Question 1 year ago on Introduction

Is this unit available fully assembled? At what price?

0
MennoLabs
MennoLabs

Reply 1 year ago

Would you sell one with just the SMD components on?
I have the OLED, switches, banana plugs etc and would be comfortable soldering them on myself. TBH I find the price for the complete set a bit steep.
Since the price is over €22 customs will add 21% tax, maybe import duties as well and charge something like €15 for that "service" being provided. Add shipping costs and you're looking at at least eighty euros getting this thing to Europe.

0
baweja_akshay
baweja_akshay

Reply 1 year ago

Hey
I have only fully assembled ones in stock.

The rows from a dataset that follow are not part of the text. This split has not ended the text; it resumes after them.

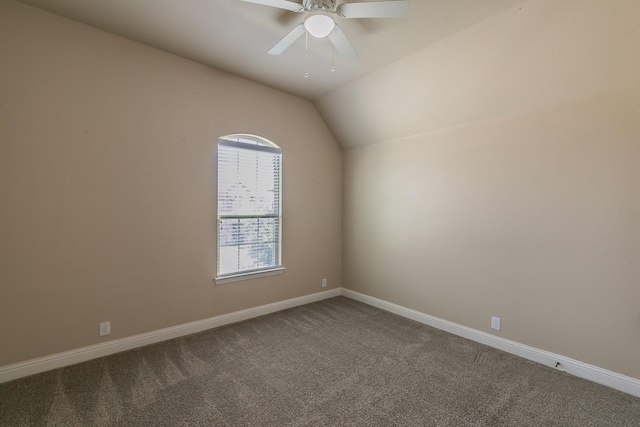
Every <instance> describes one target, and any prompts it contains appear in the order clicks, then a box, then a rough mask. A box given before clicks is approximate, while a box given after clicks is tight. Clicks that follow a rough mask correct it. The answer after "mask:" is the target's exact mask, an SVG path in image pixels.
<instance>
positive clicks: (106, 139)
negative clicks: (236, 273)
mask: <svg viewBox="0 0 640 427" xmlns="http://www.w3.org/2000/svg"><path fill="white" fill-rule="evenodd" d="M0 64H2V65H1V66H0V203H1V205H2V208H1V209H0V239H1V243H0V291H1V292H0V293H1V297H0V343H1V344H0V366H2V365H6V364H11V363H15V362H20V361H25V360H28V359H31V358H35V357H39V356H45V355H49V354H53V353H56V352H61V351H65V350H70V349H75V348H79V347H82V346H87V345H91V344H96V343H99V342H103V341H106V340H109V339H117V338H122V337H126V336H131V335H134V334H139V333H144V332H149V331H152V330H157V329H160V328H165V327H170V326H174V325H178V324H182V323H185V322H190V321H195V320H199V319H205V318H208V317H212V316H216V315H219V314H223V313H228V312H233V311H236V310H239V309H245V308H249V307H253V306H257V305H261V304H265V303H271V302H275V301H280V300H283V299H287V298H292V297H297V296H302V295H306V294H310V293H314V292H319V291H321V290H323V289H322V288H321V286H320V284H321V280H322V278H324V277H326V278H327V279H328V283H329V286H328V287H329V288H335V287H339V286H340V285H341V283H340V275H341V253H340V250H341V243H340V242H341V211H342V207H341V171H342V164H341V162H342V154H341V151H340V149H339V147H338V146H337V144H336V142H335V140H334V139H333V137H332V136H331V134H330V132H329V131H328V129H327V128H326V126H325V125H324V123H323V122H322V120H321V118H320V117H319V115H318V113H317V111H316V109H315V107H314V106H313V105H312V104H311V103H309V102H308V101H305V100H302V99H299V98H296V97H293V96H290V95H287V94H284V93H282V92H278V91H276V90H272V89H269V88H266V87H263V86H260V85H258V84H255V83H252V82H249V81H246V80H242V79H239V78H236V77H233V76H230V75H228V74H224V73H222V72H218V71H215V70H212V69H210V68H207V67H204V66H201V65H197V64H195V63H193V62H190V61H187V60H184V59H180V58H178V57H175V56H172V55H169V54H166V53H163V52H160V51H158V50H154V49H151V48H148V47H146V46H143V45H140V44H137V43H134V42H130V41H128V40H125V39H122V38H119V37H116V36H112V35H110V34H107V33H104V32H101V31H98V30H95V29H92V28H90V27H87V26H84V25H81V24H77V23H74V22H72V21H69V20H66V19H62V18H59V17H57V16H55V15H52V14H49V13H46V12H43V11H40V10H38V9H35V8H32V7H29V6H26V5H24V4H21V3H17V2H13V1H11V0H2V1H0ZM242 132H246V133H253V134H258V135H261V136H264V137H266V138H268V139H270V140H272V141H274V142H275V143H277V144H278V145H280V146H281V147H282V149H283V168H284V182H283V197H284V231H283V240H284V241H283V246H284V248H283V262H284V265H285V267H286V268H287V270H286V272H285V273H284V274H283V275H280V276H273V277H268V278H262V279H255V280H249V281H245V282H238V283H232V284H226V285H215V284H213V282H212V279H213V277H214V275H215V271H216V266H215V212H216V204H215V197H216V187H215V177H216V171H215V155H216V142H217V137H218V136H222V135H226V134H230V133H242ZM106 320H110V321H111V328H112V334H111V335H110V336H108V337H105V338H99V337H98V324H99V322H102V321H106Z"/></svg>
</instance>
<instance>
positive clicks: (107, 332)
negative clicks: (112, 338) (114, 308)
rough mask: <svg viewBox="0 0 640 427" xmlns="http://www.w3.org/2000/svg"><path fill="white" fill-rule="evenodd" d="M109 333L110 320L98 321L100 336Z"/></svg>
mask: <svg viewBox="0 0 640 427" xmlns="http://www.w3.org/2000/svg"><path fill="white" fill-rule="evenodd" d="M110 333H111V322H102V323H100V336H101V337H102V336H105V335H109V334H110Z"/></svg>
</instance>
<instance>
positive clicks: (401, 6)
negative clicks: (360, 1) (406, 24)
mask: <svg viewBox="0 0 640 427" xmlns="http://www.w3.org/2000/svg"><path fill="white" fill-rule="evenodd" d="M337 12H338V15H340V16H341V17H343V18H402V17H405V16H407V14H408V13H409V0H397V1H370V2H361V3H343V4H341V5H340V6H338V9H337Z"/></svg>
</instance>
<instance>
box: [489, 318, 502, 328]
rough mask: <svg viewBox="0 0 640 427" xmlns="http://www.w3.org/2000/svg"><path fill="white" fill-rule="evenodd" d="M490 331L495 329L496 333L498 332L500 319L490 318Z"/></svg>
mask: <svg viewBox="0 0 640 427" xmlns="http://www.w3.org/2000/svg"><path fill="white" fill-rule="evenodd" d="M491 329H495V330H497V331H499V330H500V318H499V317H491Z"/></svg>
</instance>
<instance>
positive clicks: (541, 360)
mask: <svg viewBox="0 0 640 427" xmlns="http://www.w3.org/2000/svg"><path fill="white" fill-rule="evenodd" d="M342 295H344V296H346V297H348V298H352V299H354V300H356V301H360V302H363V303H365V304H369V305H372V306H374V307H377V308H380V309H382V310H385V311H389V312H391V313H395V314H398V315H400V316H402V317H406V318H409V319H412V320H415V321H417V322H420V323H423V324H425V325H429V326H432V327H434V328H437V329H441V330H443V331H446V332H449V333H452V334H454V335H458V336H461V337H464V338H467V339H470V340H472V341H476V342H479V343H481V344H485V345H488V346H490V347H494V348H497V349H499V350H502V351H506V352H507V353H511V354H514V355H516V356H520V357H522V358H524V359H528V360H531V361H534V362H538V363H541V364H543V365H545V366H548V367H551V368H554V369H558V370H561V371H565V372H568V373H570V374H572V375H575V376H576V377H580V378H584V379H586V380H589V381H592V382H595V383H598V384H602V385H605V386H607V387H610V388H613V389H615V390H619V391H622V392H625V393H628V394H631V395H633V396H636V397H640V380H639V379H636V378H633V377H628V376H626V375H622V374H618V373H616V372H612V371H608V370H606V369H602V368H599V367H597V366H593V365H589V364H587V363H584V362H580V361H578V360H574V359H570V358H568V357H565V356H561V355H559V354H555V353H551V352H548V351H545V350H540V349H537V348H534V347H529V346H527V345H524V344H520V343H517V342H515V341H510V340H507V339H504V338H500V337H497V336H495V335H491V334H488V333H486V332H482V331H478V330H476V329H471V328H468V327H466V326H462V325H458V324H456V323H453V322H449V321H447V320H443V319H439V318H437V317H433V316H429V315H428V314H424V313H421V312H419V311H416V310H412V309H409V308H406V307H403V306H400V305H397V304H393V303H390V302H388V301H385V300H381V299H378V298H374V297H371V296H368V295H365V294H361V293H359V292H355V291H351V290H349V289H344V288H343V289H342Z"/></svg>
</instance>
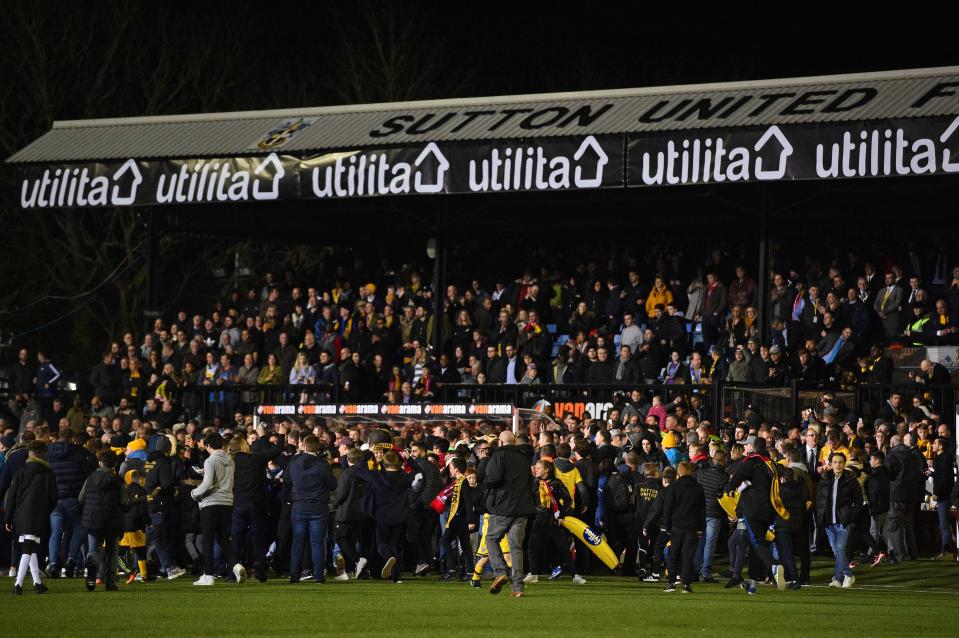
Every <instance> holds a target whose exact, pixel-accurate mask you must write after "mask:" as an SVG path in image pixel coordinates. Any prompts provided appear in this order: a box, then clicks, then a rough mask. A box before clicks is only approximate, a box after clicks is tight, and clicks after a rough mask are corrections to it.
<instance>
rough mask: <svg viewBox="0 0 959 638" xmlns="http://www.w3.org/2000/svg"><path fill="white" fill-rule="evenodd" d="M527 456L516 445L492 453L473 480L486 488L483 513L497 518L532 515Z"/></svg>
mask: <svg viewBox="0 0 959 638" xmlns="http://www.w3.org/2000/svg"><path fill="white" fill-rule="evenodd" d="M529 460H530V459H529V457H528V456H527V455H526V454H525V453H524V452H523V450H521V449H520V448H519V447H518V446H516V445H504V446H503V447H500V448H499V449H497V450H496V452H494V453H493V454H492V455H491V456H490V457H489V462H488V463H487V464H486V466H485V467H484V472H483V476H479V473H478V472H477V478H478V479H480V480H481V481H482V483H483V487H485V488H486V511H487V512H489V513H490V514H494V515H497V516H529V515H530V514H533V513H535V511H536V507H535V505H534V503H533V490H532V487H531V484H530V476H531V475H530V470H529V467H530V463H529Z"/></svg>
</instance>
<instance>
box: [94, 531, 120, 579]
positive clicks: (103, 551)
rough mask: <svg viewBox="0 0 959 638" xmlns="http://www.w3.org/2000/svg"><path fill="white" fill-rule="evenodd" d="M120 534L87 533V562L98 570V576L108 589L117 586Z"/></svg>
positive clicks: (109, 532)
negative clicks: (116, 585)
mask: <svg viewBox="0 0 959 638" xmlns="http://www.w3.org/2000/svg"><path fill="white" fill-rule="evenodd" d="M119 543H120V534H117V533H115V532H114V533H111V532H88V533H87V561H88V564H90V563H92V564H93V565H94V566H96V568H97V576H99V577H100V578H103V582H105V583H106V585H107V587H115V586H116V584H117V562H118V561H119V549H120V547H119Z"/></svg>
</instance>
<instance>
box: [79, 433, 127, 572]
mask: <svg viewBox="0 0 959 638" xmlns="http://www.w3.org/2000/svg"><path fill="white" fill-rule="evenodd" d="M97 460H98V461H99V462H100V467H98V468H97V469H96V471H95V472H93V474H91V475H90V477H89V478H88V479H87V480H86V482H85V483H84V484H83V488H82V489H81V490H80V502H81V503H83V516H82V518H81V521H82V524H83V529H85V530H86V531H87V542H88V552H87V577H86V584H87V591H93V590H94V589H95V588H96V586H97V582H98V581H99V580H100V578H102V579H103V582H104V583H105V584H106V590H107V591H116V590H117V561H118V560H119V556H118V553H119V543H120V537H121V536H122V535H123V528H124V523H125V521H124V513H125V511H126V508H127V491H126V487H125V486H124V485H123V481H122V480H121V479H120V477H119V476H117V473H116V466H117V455H116V454H115V453H114V452H113V450H104V451H103V452H100V454H99V455H98V456H97ZM98 576H99V577H98Z"/></svg>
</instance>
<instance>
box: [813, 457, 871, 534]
mask: <svg viewBox="0 0 959 638" xmlns="http://www.w3.org/2000/svg"><path fill="white" fill-rule="evenodd" d="M833 490H838V491H837V496H836V521H835V522H836V523H839V524H840V525H850V524H851V523H855V522H856V520H857V519H858V518H859V511H860V510H861V509H862V488H860V487H859V481H858V480H856V476H855V475H854V474H853V473H852V472H851V471H849V470H844V471H843V473H842V476H840V477H839V484H838V486H837V484H836V481H835V475H834V474H832V473H831V472H830V473H828V474H823V477H822V480H820V481H819V487H818V488H817V491H816V515H817V516H818V517H819V521H820V522H821V523H822V525H823V526H824V527H825V526H826V525H831V524H832V523H833V520H832V499H833Z"/></svg>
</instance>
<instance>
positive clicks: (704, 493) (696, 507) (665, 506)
mask: <svg viewBox="0 0 959 638" xmlns="http://www.w3.org/2000/svg"><path fill="white" fill-rule="evenodd" d="M662 526H663V527H664V528H665V529H666V531H668V532H670V533H672V531H673V530H674V529H687V530H697V531H703V530H705V529H706V496H705V493H704V492H703V486H702V485H700V484H699V483H697V482H696V478H695V477H694V476H680V477H679V478H677V479H676V482H675V483H673V484H672V485H670V489H668V490H666V491H665V493H664V495H663V525H662Z"/></svg>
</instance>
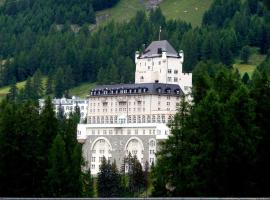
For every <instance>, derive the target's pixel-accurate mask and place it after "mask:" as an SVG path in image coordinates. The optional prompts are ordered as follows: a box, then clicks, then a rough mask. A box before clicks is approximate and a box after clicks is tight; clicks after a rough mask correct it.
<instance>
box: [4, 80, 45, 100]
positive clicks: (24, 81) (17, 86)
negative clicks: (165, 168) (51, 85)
mask: <svg viewBox="0 0 270 200" xmlns="http://www.w3.org/2000/svg"><path fill="white" fill-rule="evenodd" d="M46 82H47V77H43V78H42V84H43V88H45V84H46ZM25 83H26V81H21V82H17V84H16V86H17V88H18V89H22V88H24V86H25ZM9 89H10V86H4V87H1V88H0V101H1V100H2V99H4V98H5V97H6V95H7V94H8V91H9Z"/></svg>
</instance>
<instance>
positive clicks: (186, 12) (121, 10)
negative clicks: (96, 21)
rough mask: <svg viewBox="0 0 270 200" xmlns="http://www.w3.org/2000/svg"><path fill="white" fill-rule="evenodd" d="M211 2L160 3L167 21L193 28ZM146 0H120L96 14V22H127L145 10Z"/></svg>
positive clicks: (208, 0)
mask: <svg viewBox="0 0 270 200" xmlns="http://www.w3.org/2000/svg"><path fill="white" fill-rule="evenodd" d="M212 1H213V0H163V1H162V2H161V3H160V5H159V6H160V8H161V10H162V13H163V14H164V16H165V17H166V18H167V19H181V20H183V21H186V22H188V23H191V24H192V25H193V26H199V25H201V22H202V18H203V14H204V13H205V11H206V10H208V9H209V7H210V5H211V3H212ZM147 3H148V0H120V1H119V3H118V4H116V6H114V7H113V8H110V9H105V10H102V11H99V12H97V21H98V22H100V23H101V24H103V23H104V22H108V21H111V20H114V21H117V22H122V21H128V20H130V19H131V18H132V17H134V16H135V14H136V12H137V11H145V10H146V9H147Z"/></svg>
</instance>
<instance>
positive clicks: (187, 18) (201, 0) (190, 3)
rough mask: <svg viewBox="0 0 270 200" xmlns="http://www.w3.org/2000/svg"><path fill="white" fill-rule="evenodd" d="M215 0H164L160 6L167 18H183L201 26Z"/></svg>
mask: <svg viewBox="0 0 270 200" xmlns="http://www.w3.org/2000/svg"><path fill="white" fill-rule="evenodd" d="M212 2H213V0H163V2H162V3H161V4H160V8H161V10H162V12H163V14H164V15H165V17H166V18H167V19H181V20H183V21H186V22H189V23H191V24H192V26H199V25H200V24H201V22H202V17H203V14H204V13H205V11H206V10H208V9H209V7H210V5H211V3H212Z"/></svg>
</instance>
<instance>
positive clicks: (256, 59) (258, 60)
mask: <svg viewBox="0 0 270 200" xmlns="http://www.w3.org/2000/svg"><path fill="white" fill-rule="evenodd" d="M252 51H253V53H252V55H251V56H250V58H249V60H248V63H247V64H243V63H241V61H240V60H236V62H235V64H234V65H233V67H234V68H235V69H238V70H239V72H240V74H241V75H242V76H243V75H244V73H245V72H247V73H248V75H249V76H250V77H251V76H252V74H253V72H254V70H255V69H256V67H257V66H258V65H260V64H261V63H262V61H263V60H264V59H265V57H266V56H265V55H261V54H259V53H258V49H253V50H252Z"/></svg>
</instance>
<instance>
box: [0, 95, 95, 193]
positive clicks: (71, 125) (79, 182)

Sorry.

0
MennoLabs
MennoLabs

Reply 1 year ago

No worries, as you see, I was able to get one working.
Going to make some more to practice working with the stencil.

0
Rocky2222
Rocky2222

1 year ago

Great work.. thanks for sharing such wonderful.. information..

0
MennoLabs
MennoLabs

Question 1 year ago

Your BOM does not match your PCB's silkscreen.
Your BOM lists a C2 and C5, but they are not on the silkscreen.
Looking at your photos, they seem to go next to the USB-connector.
What value goes where?
The BOM lists R12 as 680 Ohm and on the next line as 470 kOhm.
Looking at the schematic I figured out the second line with R12 should be R13.

0
baweja_akshay
baweja_akshay

Answer 1 year ago

Hey C2 and C5 are capacitors on the bottom side of USB C. Since they have different packages. Hence, are easy to decipher. Let me know if you need more explaination.

0
TDHofstetter
TDHofstetter

1 year ago

Remind me again why we wanted to make it so small?